Home TA Online 2013 TA Online GE13: Double jeopardy for migrants

GE13: Double jeopardy for migrants

Follow us on our Malay and English WhatsApp, Telegram, Instagram, Tiktok and Youtube channels.

In GE13, we witnessed disturbing patterns of latent animosity that reinforce our already discriminatory and prejudicial attitude towards migrants/immigrants, laments Linda Lumayag.

Photograph: Sinar Harian
Photograph: Sinar Harian

GE13 had come, but not gone. Its effects and implications however are here to stay.

In the run-up to the elections, we heard a lot of stories that foreign workers were transported from one place to another, specifically those coming from Sabah and Sarawak, to vote in Peninsular Malaysia. This news was fodder for anxiety levels to rise among Malaysians who were concerned with the volatile position of those who wanted change.

There are two historical junctures upon which migrant/immigrant communities are made easy scapegoats, hence intensifying the ethnic prejudices against them.
The first historical juncture was when the Mahathir administration created a huge political vacuum by granting thousands of identification cards (ICs) to undocumented immigrants in order to subvert political support for the existing government that was unsupportive to the federal government based in Kuala Lumpur.

The second juncture was the recently concluded GE13, during which allegations were made of “foreign workers” as voters in certain areas in the peninsula.

We need to understand how migrants are being exploited and made victims in Malaysia’s domestic frontier to advance the political agenda of the current dispensation. The infamous Project IC, which was orchestrated by the then Mahathir administration to gain a foothold in what was once an opposition state, was instrumental in creating an environment where migrants and immigrants were pitted against each other.

An IC documentation is important for one’s survival – from police harassment, immigration deportation, children’s access to school, skilled employment etc. No one other than the former prime minister Mahathir himself had acknowledged this in connection with Royal Commission on Inquiry’s (RCI) ongoing saga on Sabah’s illegal immigration.

The fact that indeed immigrants were given identification cards and, by implication, were able to cast their votes in the elections, is a clear display ofa divide-and-rule strategy (locals vs immigrants) to wrest political control in resource-rich Sabah state.
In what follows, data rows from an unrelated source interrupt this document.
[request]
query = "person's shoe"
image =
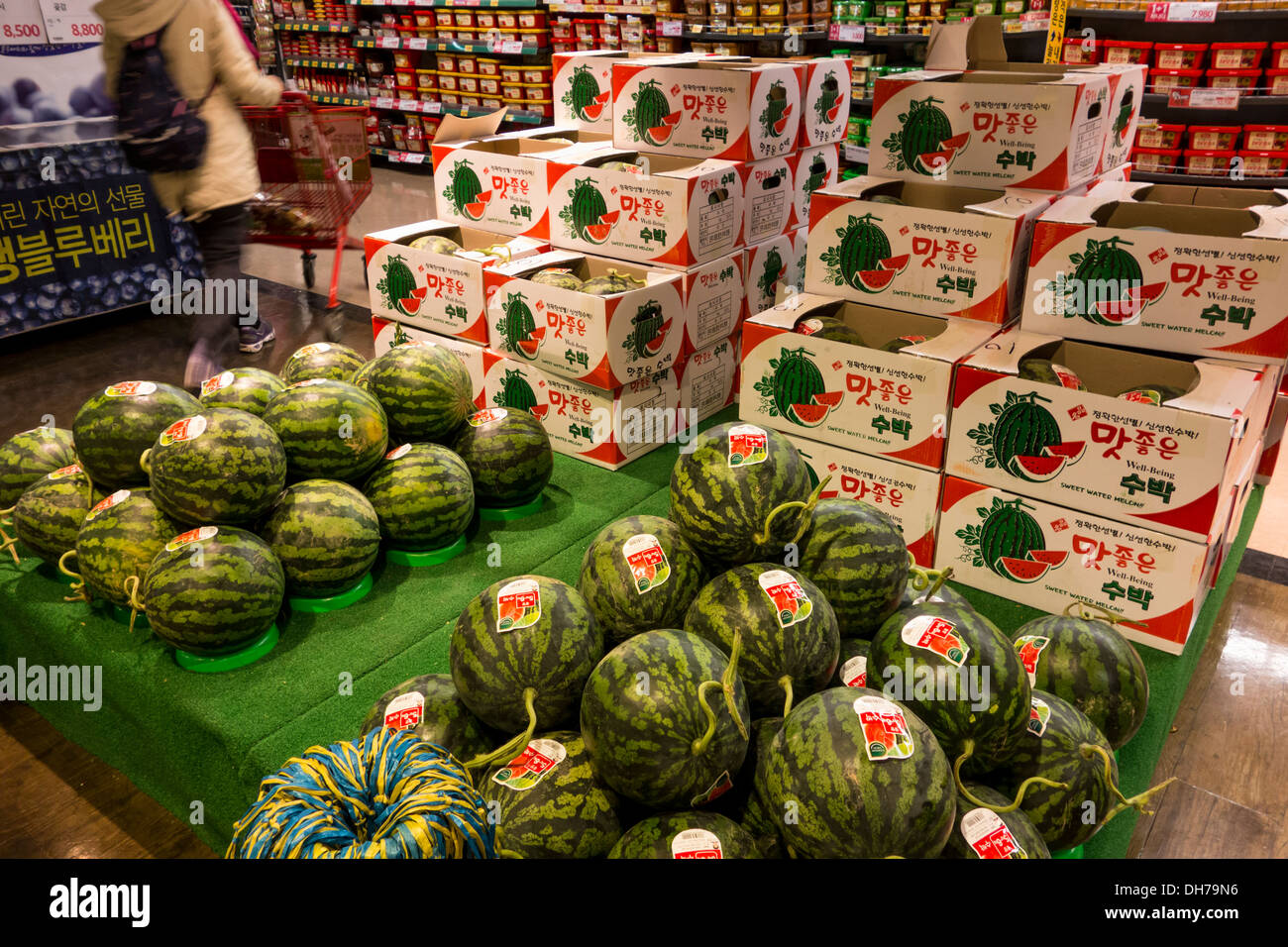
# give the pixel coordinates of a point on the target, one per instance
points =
(256, 338)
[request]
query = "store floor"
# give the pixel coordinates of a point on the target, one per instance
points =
(1227, 750)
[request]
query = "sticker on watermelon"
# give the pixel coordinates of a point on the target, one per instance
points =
(885, 731)
(988, 836)
(789, 598)
(527, 770)
(647, 561)
(936, 635)
(518, 604)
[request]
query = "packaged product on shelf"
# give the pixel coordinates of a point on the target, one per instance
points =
(907, 493)
(1046, 556)
(430, 274)
(888, 397)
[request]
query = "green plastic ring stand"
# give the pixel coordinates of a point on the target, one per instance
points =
(429, 557)
(230, 661)
(505, 513)
(317, 605)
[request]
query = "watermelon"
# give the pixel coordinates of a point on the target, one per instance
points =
(1090, 664)
(326, 536)
(50, 513)
(520, 654)
(639, 574)
(119, 540)
(321, 360)
(249, 389)
(961, 676)
(430, 707)
(424, 389)
(423, 496)
(866, 775)
(739, 492)
(116, 425)
(857, 556)
(686, 835)
(789, 631)
(549, 802)
(222, 466)
(213, 590)
(507, 454)
(330, 429)
(982, 831)
(27, 457)
(656, 724)
(1065, 749)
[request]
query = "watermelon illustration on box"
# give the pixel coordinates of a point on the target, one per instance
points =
(941, 250)
(430, 274)
(1162, 467)
(679, 213)
(606, 428)
(1102, 270)
(885, 403)
(699, 108)
(909, 495)
(1041, 556)
(625, 322)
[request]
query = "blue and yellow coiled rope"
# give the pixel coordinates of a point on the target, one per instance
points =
(386, 795)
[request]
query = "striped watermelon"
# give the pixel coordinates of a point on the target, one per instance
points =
(116, 425)
(1090, 664)
(51, 512)
(857, 556)
(643, 719)
(326, 536)
(430, 707)
(27, 457)
(523, 642)
(686, 835)
(119, 539)
(424, 389)
(507, 454)
(321, 360)
(986, 832)
(249, 389)
(724, 489)
(222, 466)
(960, 674)
(330, 429)
(861, 788)
(549, 802)
(789, 631)
(423, 496)
(213, 590)
(639, 574)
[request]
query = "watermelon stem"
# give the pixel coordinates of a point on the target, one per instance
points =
(511, 746)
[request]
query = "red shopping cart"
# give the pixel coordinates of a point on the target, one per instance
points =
(314, 171)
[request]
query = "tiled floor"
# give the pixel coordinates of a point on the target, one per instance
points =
(1228, 749)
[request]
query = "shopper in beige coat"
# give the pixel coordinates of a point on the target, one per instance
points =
(211, 64)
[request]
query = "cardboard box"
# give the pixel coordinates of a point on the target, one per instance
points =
(1166, 468)
(884, 403)
(947, 250)
(592, 339)
(1215, 283)
(708, 379)
(1154, 579)
(678, 211)
(713, 295)
(447, 290)
(909, 495)
(707, 108)
(476, 359)
(606, 428)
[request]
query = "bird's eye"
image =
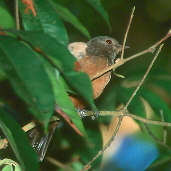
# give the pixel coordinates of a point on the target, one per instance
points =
(109, 41)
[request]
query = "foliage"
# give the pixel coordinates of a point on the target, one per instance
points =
(40, 70)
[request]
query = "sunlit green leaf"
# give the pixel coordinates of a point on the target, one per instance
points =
(96, 4)
(43, 17)
(19, 142)
(28, 77)
(65, 14)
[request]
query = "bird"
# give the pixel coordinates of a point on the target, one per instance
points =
(104, 46)
(93, 56)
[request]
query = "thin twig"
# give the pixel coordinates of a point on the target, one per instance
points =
(124, 113)
(139, 118)
(144, 77)
(126, 34)
(58, 164)
(164, 128)
(121, 62)
(88, 165)
(17, 18)
(155, 138)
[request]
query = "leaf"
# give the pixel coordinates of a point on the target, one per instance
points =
(82, 84)
(93, 145)
(7, 20)
(66, 15)
(157, 103)
(44, 19)
(28, 77)
(62, 99)
(19, 142)
(60, 57)
(96, 4)
(107, 101)
(136, 106)
(9, 165)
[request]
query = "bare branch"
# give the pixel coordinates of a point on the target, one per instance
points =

READ MORE:  Advocating for migrants in Malaysia

It is crucial to understand how these machinations have engendered a sense of animosity and latent hatred between “we”/“us” and “they”/“others”. It is latent because, on the one hand, the “we” group was too wrapped up in fear to fight against a very strong Umno machinery. The “others”, who were composed mostly of poor immigrants especially from the Philippines and Indonesia, can only go with the “flow” – to cast their vote in favour of the ruling government.

In that elections, Sabah fell into the hands of the BN, which also ruled Peninsular Malaysia. Imagine the kind of animosity towards the immigrant communities who, by this time, had also taken roots through a socially and historically connected networks of family members, relatives and friends.

It should be noted that even if migrants/immigrants were given genuine ICs, there were also those who received such a document but never tried to use them in elections. During my fieldwork, at least one mentioned that she was too scared to use the IC for whatever purpose, except to travel from Kota Kinabalu to Kuala Lumpur in 1992. She knew for a fact that the document she was holding was not genuine. She kept the document nonetheless until she applied for a new passport in her country’s embassy in Kuala Lumpur.

There were also those who have been in Sabah even before Merdeka and yet, are still, waiting for permanent residence status to be given to them. In 2006, a 78-year-old woman who sailed from southern Philippines to Sandakan when she was still in her early 20s, shared her story of years of waiting for the legalisation of her stay and that of her large extended family.

It is convenient to paint a picture of migrants and immigrants as beneficiaries of Project IC. And, yet, there are also those who are genuinely residing in East Malaysia because of employment and marriage but are never part of the larger scheme to get involved in the political exercise such as national elections.

READ MORE:  Immigration detention centres under scrutiny

Now, enter GE 13. Days before GE13 took place, there was an exposé related to an alleged plan by the Umno government to ferry voters who are foreign workers from East Malaysia to the Peninsula. In fact, a communique between parties involved was also revealed in the alternative online media. This exposé has again created another round of discrimination and animosity. This time it is in Peninsular Malaysia.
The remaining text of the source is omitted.